The effectiveness of the proposed method was tested in the manufacture of a powerful microwave amplifier PM24-C8 on an experimental device.

The results obtained suggest that the reliability and service life of the device will increase by an order of magnitude. When pumping and filling small-sized devices, productivity increases 5 times.

Information sources

1. Roseberry F. Handbook of Vacuum Engineering and Technology.
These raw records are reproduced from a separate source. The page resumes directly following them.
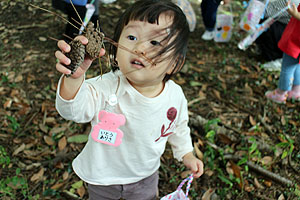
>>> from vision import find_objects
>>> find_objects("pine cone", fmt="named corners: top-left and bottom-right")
top-left (85, 22), bottom-right (104, 59)
top-left (66, 40), bottom-right (85, 77)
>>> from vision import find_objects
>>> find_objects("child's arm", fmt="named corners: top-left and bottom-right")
top-left (288, 1), bottom-right (300, 20)
top-left (223, 0), bottom-right (230, 4)
top-left (183, 152), bottom-right (203, 178)
top-left (55, 36), bottom-right (105, 100)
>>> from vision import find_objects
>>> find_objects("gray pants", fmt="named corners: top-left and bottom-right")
top-left (88, 172), bottom-right (158, 200)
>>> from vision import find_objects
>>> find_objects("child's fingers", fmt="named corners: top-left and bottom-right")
top-left (57, 40), bottom-right (71, 52)
top-left (74, 35), bottom-right (88, 45)
top-left (55, 51), bottom-right (71, 65)
top-left (55, 51), bottom-right (71, 74)
top-left (99, 48), bottom-right (105, 57)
M .: "Energy", 1978, p. 80.

2. Patent RU No. 2195041, H01J 9 | 38 - prototype.

Claims (1)

A method of pumping and filling the device with gas, comprising pumping and heating the device, letting gas into the device and sealing the device, characterized in that the chamber is evacuated to a pressure of 5 · 10 ^-2 mm Hg at the beginning. and the inlet of dried nitrogen into the device to a pressure of not more than 2 atm, the pumping is stopped and the vacuum in the chamber is measured, if the degree of vacuum has not changed, then the oil-free fore-vacuum pumping of the device to a pressure of 5 · 10 ^-2 mm Hg, and then pumping out by turbomolecular pump to a pressure of 5 · 10 ^-6 mm Hg, the device is heated to a temperature of not more than 100 ° C during pumping, the pumps are disconnected from the device, turned off and inert gas is admitted to a pressure of not more than 1.3 atm, the chamber is filled with nitrogen to atmospheric pressure and seal the device with a cold seal exhaust tube.